The fact is not merely that science doesn't have all the answers, but as a deductive matter it can't have all the answers without a whole new paradigm for looking at existence--a paradigm that at the moment is imaginable only in a very abstract sense. Meaning its details cannot be described.

With enough queries of "Why?," eventually we find ourselves unable to respond. We just don't know.

So conjecture away. Even believe in god. That scientific studies in fact demonstrate that religious faith increases life expectancy is, by itself, one pithy an argument for believing in some sort of intelligent designer.

Reply to
Elle

Good idea. I'm going with Calvin Klein. Or maybe Ralph Lauren, depending on which one gives me a longer life expectancy.

Reply to
Steve

Or if not longer life, at least a well-dressed life...

Reply to
Matt Ion

Actually, I was expecting to evolve into a better-dressed person, but it hasn't happened yet. Guess that's a point in favor of ID? Or maybe it's just gonna take my family another few thousand generations before we have matching socks?

Reply to
Steve

I am going to steal this notion and throw it in every ID theory proponent's face every change I get lol.

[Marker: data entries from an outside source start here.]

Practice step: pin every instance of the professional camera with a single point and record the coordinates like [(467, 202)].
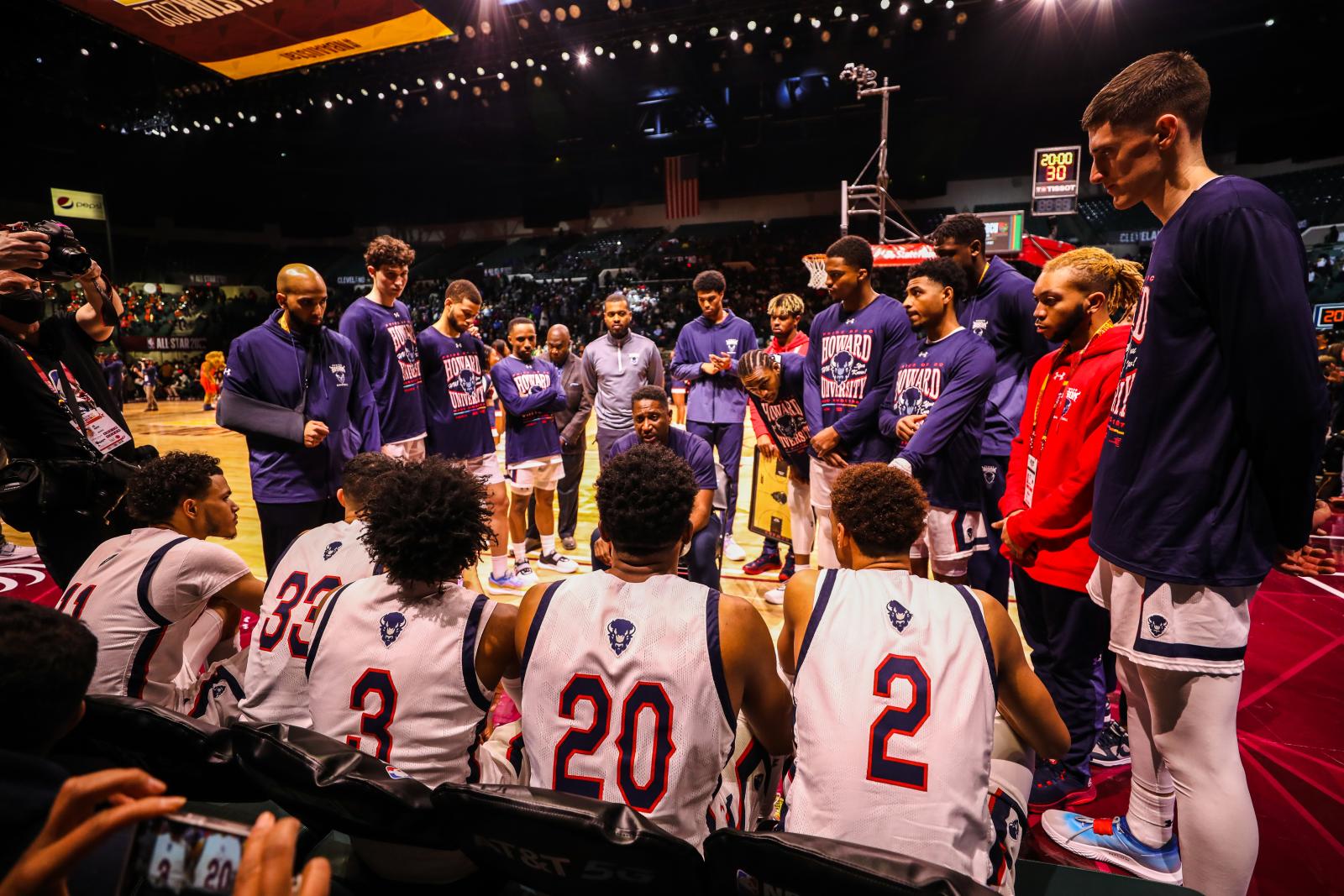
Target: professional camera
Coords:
[(65, 261)]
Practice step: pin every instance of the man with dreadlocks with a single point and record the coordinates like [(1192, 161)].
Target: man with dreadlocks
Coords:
[(1048, 497)]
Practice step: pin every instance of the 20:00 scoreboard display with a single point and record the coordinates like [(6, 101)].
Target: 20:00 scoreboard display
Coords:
[(1054, 184)]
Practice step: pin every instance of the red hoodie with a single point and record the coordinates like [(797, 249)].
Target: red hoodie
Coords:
[(1068, 418), (799, 345)]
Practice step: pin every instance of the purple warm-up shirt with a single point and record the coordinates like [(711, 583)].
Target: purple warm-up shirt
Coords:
[(386, 343), (530, 392), (457, 396), (284, 382), (853, 362), (719, 398)]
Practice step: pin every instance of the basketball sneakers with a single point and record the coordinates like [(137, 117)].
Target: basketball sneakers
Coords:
[(1109, 840)]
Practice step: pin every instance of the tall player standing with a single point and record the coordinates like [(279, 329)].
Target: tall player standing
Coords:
[(857, 344), (530, 389), (457, 405), (633, 678), (706, 356), (999, 309), (380, 327), (1206, 477), (319, 562), (937, 414)]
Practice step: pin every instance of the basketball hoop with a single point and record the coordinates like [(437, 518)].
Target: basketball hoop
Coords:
[(816, 265)]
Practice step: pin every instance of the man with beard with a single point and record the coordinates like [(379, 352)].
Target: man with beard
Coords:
[(293, 389), (613, 367)]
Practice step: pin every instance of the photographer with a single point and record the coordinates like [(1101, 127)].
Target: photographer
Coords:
[(55, 411)]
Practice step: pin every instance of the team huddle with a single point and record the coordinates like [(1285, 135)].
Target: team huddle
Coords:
[(929, 441)]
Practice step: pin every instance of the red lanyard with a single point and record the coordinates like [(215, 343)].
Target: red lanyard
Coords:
[(1063, 387)]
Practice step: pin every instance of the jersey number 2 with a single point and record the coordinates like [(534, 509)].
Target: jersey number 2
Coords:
[(375, 725), (645, 694), (898, 720)]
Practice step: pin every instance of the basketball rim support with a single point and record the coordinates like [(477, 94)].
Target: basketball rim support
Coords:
[(871, 199)]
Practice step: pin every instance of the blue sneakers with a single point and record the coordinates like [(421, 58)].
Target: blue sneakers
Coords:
[(511, 584), (1109, 840)]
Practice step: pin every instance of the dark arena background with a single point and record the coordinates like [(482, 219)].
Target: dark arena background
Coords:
[(554, 154)]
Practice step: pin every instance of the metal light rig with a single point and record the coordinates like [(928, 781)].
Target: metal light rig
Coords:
[(873, 199)]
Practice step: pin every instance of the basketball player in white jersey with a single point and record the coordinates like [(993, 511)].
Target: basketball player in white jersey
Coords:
[(168, 860), (633, 678), (403, 665), (319, 562), (163, 600), (217, 864), (895, 687)]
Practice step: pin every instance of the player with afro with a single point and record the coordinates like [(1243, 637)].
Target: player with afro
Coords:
[(878, 641), (638, 636), (414, 629)]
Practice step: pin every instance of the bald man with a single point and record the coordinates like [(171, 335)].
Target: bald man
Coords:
[(300, 396), (571, 422)]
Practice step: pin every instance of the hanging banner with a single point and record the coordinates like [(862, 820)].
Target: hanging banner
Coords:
[(248, 38), (77, 203)]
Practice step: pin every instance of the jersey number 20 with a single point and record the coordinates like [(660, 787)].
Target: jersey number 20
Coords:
[(898, 720), (644, 696)]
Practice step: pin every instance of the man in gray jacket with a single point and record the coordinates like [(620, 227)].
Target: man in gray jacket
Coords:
[(615, 367), (571, 422)]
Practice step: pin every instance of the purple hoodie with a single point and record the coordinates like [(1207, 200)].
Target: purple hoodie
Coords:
[(273, 385), (530, 392)]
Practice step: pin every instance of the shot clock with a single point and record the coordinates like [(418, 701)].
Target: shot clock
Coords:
[(1054, 186)]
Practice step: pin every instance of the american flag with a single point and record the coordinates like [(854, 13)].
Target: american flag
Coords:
[(682, 183)]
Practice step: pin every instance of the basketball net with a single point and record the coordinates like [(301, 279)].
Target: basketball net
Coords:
[(816, 265)]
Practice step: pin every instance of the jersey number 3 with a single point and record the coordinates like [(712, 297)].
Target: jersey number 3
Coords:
[(644, 696), (898, 720)]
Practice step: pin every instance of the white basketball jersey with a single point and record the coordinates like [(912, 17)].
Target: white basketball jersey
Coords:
[(894, 714), (140, 595), (168, 864), (218, 864), (624, 696), (319, 562), (398, 680)]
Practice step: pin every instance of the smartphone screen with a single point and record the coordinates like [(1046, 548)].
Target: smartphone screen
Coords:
[(185, 853)]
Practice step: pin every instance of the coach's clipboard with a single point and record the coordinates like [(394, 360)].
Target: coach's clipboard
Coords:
[(770, 499)]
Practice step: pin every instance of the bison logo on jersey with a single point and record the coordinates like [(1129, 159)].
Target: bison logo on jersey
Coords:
[(618, 633), (390, 627), (911, 401), (900, 616), (467, 380), (842, 367)]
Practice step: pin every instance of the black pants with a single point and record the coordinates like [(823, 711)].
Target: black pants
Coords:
[(988, 570), (702, 560), (282, 523), (1068, 634), (566, 495)]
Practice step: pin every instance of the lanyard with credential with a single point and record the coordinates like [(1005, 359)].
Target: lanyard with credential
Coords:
[(1063, 387)]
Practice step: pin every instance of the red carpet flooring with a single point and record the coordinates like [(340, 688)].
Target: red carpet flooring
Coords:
[(1292, 741), (1292, 730)]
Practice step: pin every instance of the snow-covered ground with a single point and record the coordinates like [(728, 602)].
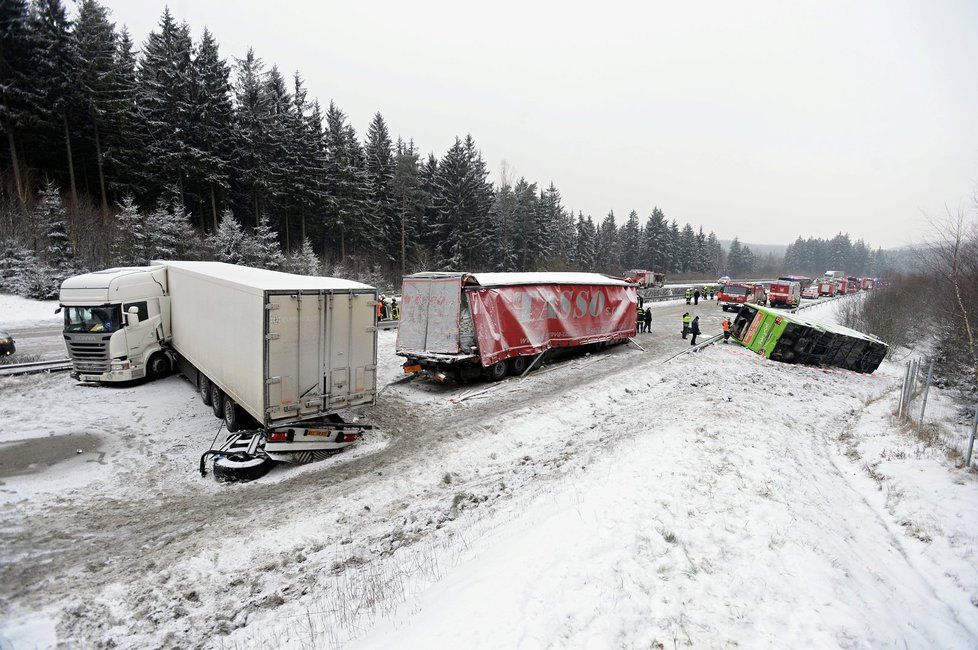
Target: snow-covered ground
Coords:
[(609, 501), (17, 312)]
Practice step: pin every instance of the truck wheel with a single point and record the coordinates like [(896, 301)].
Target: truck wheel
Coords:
[(517, 365), (204, 388), (497, 371), (158, 366), (240, 467), (232, 415), (217, 401)]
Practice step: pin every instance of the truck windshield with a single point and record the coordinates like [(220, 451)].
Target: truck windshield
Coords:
[(107, 318)]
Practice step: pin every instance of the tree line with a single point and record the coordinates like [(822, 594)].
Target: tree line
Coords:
[(116, 156)]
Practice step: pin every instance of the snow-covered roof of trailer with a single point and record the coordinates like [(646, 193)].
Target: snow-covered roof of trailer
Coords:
[(511, 279), (261, 278)]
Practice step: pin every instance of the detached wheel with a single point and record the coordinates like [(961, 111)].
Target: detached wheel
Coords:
[(159, 366), (497, 371), (217, 401), (517, 365), (239, 467), (204, 388), (233, 417)]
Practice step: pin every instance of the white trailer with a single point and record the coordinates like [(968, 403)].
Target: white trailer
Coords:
[(277, 354)]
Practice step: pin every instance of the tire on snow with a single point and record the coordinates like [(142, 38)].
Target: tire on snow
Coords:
[(497, 371), (241, 468), (217, 401), (204, 388)]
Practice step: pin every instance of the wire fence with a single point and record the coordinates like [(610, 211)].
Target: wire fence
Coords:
[(917, 378)]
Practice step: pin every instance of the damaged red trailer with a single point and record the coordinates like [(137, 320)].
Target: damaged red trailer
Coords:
[(462, 325)]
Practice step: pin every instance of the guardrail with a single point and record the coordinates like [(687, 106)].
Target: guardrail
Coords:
[(34, 367)]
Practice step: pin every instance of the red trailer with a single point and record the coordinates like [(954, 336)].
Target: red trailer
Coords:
[(464, 324)]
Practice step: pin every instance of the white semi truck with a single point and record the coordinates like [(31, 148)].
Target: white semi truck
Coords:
[(276, 354)]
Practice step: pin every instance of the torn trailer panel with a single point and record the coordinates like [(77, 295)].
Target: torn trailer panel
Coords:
[(476, 321)]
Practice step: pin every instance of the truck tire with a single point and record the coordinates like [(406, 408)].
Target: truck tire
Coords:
[(158, 366), (517, 365), (233, 419), (204, 388), (497, 371), (238, 467), (217, 401)]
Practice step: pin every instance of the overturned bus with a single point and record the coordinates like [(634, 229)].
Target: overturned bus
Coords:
[(790, 338)]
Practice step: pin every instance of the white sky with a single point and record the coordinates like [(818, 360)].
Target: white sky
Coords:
[(763, 120)]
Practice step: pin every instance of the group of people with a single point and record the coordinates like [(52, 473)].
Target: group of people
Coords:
[(691, 325), (388, 309), (708, 293)]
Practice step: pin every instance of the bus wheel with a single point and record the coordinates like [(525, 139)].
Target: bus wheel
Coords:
[(239, 467), (159, 366), (232, 415), (517, 365), (497, 371)]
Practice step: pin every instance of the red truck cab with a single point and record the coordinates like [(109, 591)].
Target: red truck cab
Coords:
[(735, 294)]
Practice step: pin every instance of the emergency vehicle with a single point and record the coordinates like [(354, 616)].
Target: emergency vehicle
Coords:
[(785, 294), (735, 294)]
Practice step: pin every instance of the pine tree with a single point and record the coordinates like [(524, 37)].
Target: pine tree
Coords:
[(97, 82), (304, 261), (129, 242), (54, 69), (228, 241), (212, 137), (19, 90), (379, 167), (261, 249)]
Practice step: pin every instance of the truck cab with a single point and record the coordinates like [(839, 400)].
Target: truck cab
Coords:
[(116, 323)]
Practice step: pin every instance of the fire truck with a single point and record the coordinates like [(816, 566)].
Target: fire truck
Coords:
[(735, 294), (645, 279), (785, 294)]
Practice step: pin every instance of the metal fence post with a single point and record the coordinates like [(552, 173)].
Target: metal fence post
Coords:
[(971, 438), (903, 390), (923, 406)]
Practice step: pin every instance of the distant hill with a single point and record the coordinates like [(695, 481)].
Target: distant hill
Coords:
[(759, 249)]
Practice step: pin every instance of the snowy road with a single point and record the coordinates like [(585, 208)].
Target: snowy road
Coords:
[(124, 543)]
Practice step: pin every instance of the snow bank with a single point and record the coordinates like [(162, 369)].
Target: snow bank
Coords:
[(17, 312)]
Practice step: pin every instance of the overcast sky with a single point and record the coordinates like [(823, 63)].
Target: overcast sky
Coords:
[(763, 120)]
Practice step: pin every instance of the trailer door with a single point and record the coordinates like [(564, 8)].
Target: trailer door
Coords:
[(320, 353), (429, 315)]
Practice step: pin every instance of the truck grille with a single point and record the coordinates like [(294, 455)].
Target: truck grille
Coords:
[(89, 352)]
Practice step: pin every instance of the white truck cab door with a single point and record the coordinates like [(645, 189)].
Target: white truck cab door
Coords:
[(141, 331)]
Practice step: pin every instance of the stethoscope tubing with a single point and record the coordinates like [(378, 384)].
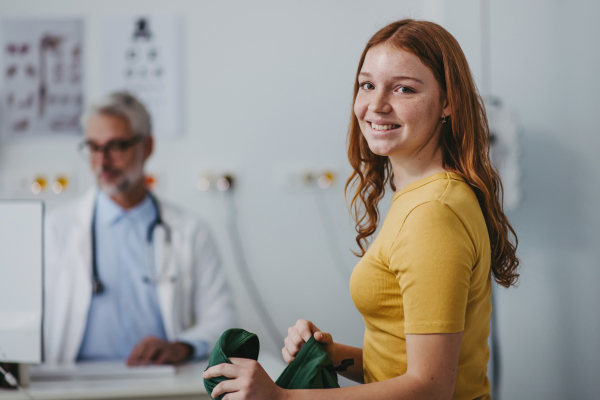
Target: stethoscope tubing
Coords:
[(97, 285)]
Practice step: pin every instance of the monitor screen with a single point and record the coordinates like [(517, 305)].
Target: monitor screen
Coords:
[(21, 281)]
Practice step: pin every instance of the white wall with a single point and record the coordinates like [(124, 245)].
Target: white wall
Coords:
[(268, 85)]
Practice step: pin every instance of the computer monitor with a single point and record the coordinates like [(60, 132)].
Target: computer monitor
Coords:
[(21, 281)]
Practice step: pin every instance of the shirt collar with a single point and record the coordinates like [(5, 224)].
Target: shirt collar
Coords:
[(108, 212)]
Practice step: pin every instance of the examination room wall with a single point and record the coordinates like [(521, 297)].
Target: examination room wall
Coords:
[(267, 89)]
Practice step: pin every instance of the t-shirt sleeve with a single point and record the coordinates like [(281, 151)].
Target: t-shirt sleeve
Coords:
[(433, 258)]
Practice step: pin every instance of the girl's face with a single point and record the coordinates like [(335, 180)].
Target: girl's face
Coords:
[(399, 104)]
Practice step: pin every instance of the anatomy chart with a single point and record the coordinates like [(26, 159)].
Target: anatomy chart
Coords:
[(42, 76), (142, 54)]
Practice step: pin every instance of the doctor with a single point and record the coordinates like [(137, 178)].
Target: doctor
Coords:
[(128, 276)]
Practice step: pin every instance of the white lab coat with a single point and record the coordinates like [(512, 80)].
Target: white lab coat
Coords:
[(195, 300)]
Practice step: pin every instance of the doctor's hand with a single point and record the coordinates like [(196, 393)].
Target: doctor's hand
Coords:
[(299, 334), (249, 381), (152, 350)]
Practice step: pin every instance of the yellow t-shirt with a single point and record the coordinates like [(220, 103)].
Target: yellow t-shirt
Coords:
[(428, 271)]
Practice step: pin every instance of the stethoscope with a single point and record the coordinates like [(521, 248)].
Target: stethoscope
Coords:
[(97, 285)]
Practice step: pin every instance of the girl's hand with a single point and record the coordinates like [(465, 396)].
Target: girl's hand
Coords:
[(250, 381), (299, 334)]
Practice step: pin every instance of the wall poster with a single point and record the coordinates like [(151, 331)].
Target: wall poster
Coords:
[(142, 54), (41, 89)]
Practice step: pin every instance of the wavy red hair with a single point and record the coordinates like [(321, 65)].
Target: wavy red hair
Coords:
[(465, 143)]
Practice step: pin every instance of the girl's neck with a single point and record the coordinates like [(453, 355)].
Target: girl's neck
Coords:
[(410, 169)]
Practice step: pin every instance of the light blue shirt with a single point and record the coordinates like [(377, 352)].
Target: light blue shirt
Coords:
[(128, 309)]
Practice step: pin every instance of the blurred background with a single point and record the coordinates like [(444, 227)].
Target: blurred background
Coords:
[(262, 90)]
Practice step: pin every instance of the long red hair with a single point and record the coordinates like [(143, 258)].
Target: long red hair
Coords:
[(465, 143)]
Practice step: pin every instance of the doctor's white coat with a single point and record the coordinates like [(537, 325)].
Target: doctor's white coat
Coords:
[(195, 299)]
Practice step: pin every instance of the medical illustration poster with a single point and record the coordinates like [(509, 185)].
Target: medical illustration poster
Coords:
[(42, 76), (142, 54)]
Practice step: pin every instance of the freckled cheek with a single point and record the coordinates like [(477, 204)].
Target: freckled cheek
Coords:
[(415, 113)]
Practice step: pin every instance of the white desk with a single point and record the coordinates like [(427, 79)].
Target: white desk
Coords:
[(186, 384)]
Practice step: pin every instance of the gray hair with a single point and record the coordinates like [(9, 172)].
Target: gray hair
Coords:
[(123, 105)]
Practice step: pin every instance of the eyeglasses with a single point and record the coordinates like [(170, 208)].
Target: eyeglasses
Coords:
[(113, 149)]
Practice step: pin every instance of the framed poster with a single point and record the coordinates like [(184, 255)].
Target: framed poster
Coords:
[(42, 76), (142, 55)]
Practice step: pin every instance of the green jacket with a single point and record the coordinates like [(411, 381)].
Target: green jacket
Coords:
[(311, 369)]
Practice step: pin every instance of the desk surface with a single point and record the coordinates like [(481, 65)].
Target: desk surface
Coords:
[(186, 384)]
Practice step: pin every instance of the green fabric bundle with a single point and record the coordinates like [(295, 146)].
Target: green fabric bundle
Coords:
[(232, 343), (311, 369)]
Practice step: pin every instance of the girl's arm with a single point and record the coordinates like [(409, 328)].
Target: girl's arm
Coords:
[(432, 366), (299, 334)]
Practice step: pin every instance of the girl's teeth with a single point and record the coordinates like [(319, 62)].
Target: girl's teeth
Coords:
[(383, 127)]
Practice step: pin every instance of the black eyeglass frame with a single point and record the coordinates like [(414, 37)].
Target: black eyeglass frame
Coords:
[(112, 148)]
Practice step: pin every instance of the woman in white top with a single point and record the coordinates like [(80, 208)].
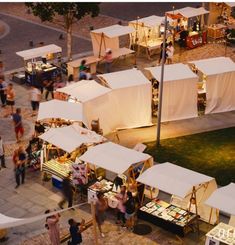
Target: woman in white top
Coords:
[(170, 53)]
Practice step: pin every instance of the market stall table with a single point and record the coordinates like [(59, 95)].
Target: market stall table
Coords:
[(221, 234)]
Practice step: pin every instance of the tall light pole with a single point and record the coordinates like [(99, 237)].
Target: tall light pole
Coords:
[(161, 84)]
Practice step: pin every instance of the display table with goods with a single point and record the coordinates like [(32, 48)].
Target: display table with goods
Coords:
[(221, 234), (216, 31), (37, 67), (196, 39), (167, 216)]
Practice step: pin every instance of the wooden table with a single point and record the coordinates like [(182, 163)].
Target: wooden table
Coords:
[(73, 66)]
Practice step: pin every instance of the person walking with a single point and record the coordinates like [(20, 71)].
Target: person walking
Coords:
[(17, 120), (3, 88), (35, 97), (170, 53), (100, 206), (75, 230), (121, 197), (53, 226), (10, 96), (67, 190), (130, 210), (2, 157), (19, 160)]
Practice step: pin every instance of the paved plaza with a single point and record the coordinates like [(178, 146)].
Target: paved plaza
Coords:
[(35, 196)]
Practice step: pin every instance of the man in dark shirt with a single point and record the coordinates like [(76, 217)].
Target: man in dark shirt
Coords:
[(17, 120), (75, 230)]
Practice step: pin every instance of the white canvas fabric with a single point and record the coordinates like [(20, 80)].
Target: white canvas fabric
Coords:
[(61, 109), (108, 37), (71, 137), (96, 103), (189, 12), (179, 92), (113, 157), (223, 199), (132, 95), (172, 179), (220, 85), (39, 52)]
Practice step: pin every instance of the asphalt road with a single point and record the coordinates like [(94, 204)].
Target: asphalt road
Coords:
[(129, 11), (21, 32)]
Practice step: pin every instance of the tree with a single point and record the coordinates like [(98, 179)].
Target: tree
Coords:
[(64, 14)]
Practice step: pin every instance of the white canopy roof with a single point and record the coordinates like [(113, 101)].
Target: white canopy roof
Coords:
[(60, 109), (39, 52), (189, 12), (172, 179), (223, 199), (126, 78), (213, 66), (149, 21), (231, 4), (85, 90), (172, 72), (113, 157), (114, 31), (71, 137)]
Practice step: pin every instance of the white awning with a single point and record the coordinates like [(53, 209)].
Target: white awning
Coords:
[(172, 179), (172, 72), (71, 137), (150, 21), (61, 109), (213, 66), (39, 52), (113, 157), (114, 31), (223, 199), (189, 12), (124, 79), (84, 90)]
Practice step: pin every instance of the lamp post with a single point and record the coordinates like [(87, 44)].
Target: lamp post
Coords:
[(161, 84)]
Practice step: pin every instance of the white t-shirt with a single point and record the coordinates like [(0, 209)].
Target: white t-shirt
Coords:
[(1, 148), (170, 51), (35, 94)]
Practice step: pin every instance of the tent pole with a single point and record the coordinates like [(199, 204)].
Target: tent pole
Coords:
[(161, 85)]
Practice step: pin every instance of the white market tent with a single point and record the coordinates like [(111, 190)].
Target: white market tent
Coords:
[(220, 85), (115, 158), (147, 28), (132, 96), (180, 182), (61, 109), (71, 137), (108, 37), (179, 92), (223, 199), (189, 12), (95, 101), (39, 52)]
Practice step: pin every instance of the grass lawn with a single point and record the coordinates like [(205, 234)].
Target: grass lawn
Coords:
[(211, 153)]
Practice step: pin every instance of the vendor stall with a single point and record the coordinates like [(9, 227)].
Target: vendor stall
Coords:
[(119, 160), (179, 93), (63, 110), (72, 141), (108, 37), (131, 93), (148, 34), (37, 67), (189, 190), (95, 101), (196, 35), (219, 74)]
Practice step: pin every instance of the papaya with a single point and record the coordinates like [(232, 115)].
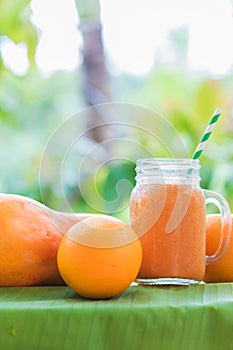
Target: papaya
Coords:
[(30, 234)]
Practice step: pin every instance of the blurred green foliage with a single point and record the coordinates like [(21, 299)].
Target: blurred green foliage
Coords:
[(32, 107)]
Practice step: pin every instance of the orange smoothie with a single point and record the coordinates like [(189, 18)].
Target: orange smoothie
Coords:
[(170, 220)]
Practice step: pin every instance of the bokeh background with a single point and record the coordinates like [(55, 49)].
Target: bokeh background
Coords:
[(58, 57)]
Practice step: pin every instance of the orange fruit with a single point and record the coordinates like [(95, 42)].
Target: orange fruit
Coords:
[(99, 257), (221, 271)]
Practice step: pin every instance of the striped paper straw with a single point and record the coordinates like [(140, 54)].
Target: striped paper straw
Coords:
[(207, 134)]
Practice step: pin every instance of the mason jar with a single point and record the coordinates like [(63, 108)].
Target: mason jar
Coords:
[(168, 212)]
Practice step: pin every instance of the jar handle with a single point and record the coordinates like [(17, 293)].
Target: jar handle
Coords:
[(223, 206)]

"Like hell we're going to teach Christian Dior in biology class! Those kids spend enough on clothes! There is nothing--nothing!--I tell you wrong with Wal-Mart blue jeans!"

Reply to
Elle

They're all there, sure. Often they don't come out in the rihgt sqeuneec thuogh. ;-)

Reply to
keith

keyboard

then it's slow way down or take a typing class. although, many people seem to get some speed out of hunt and peck.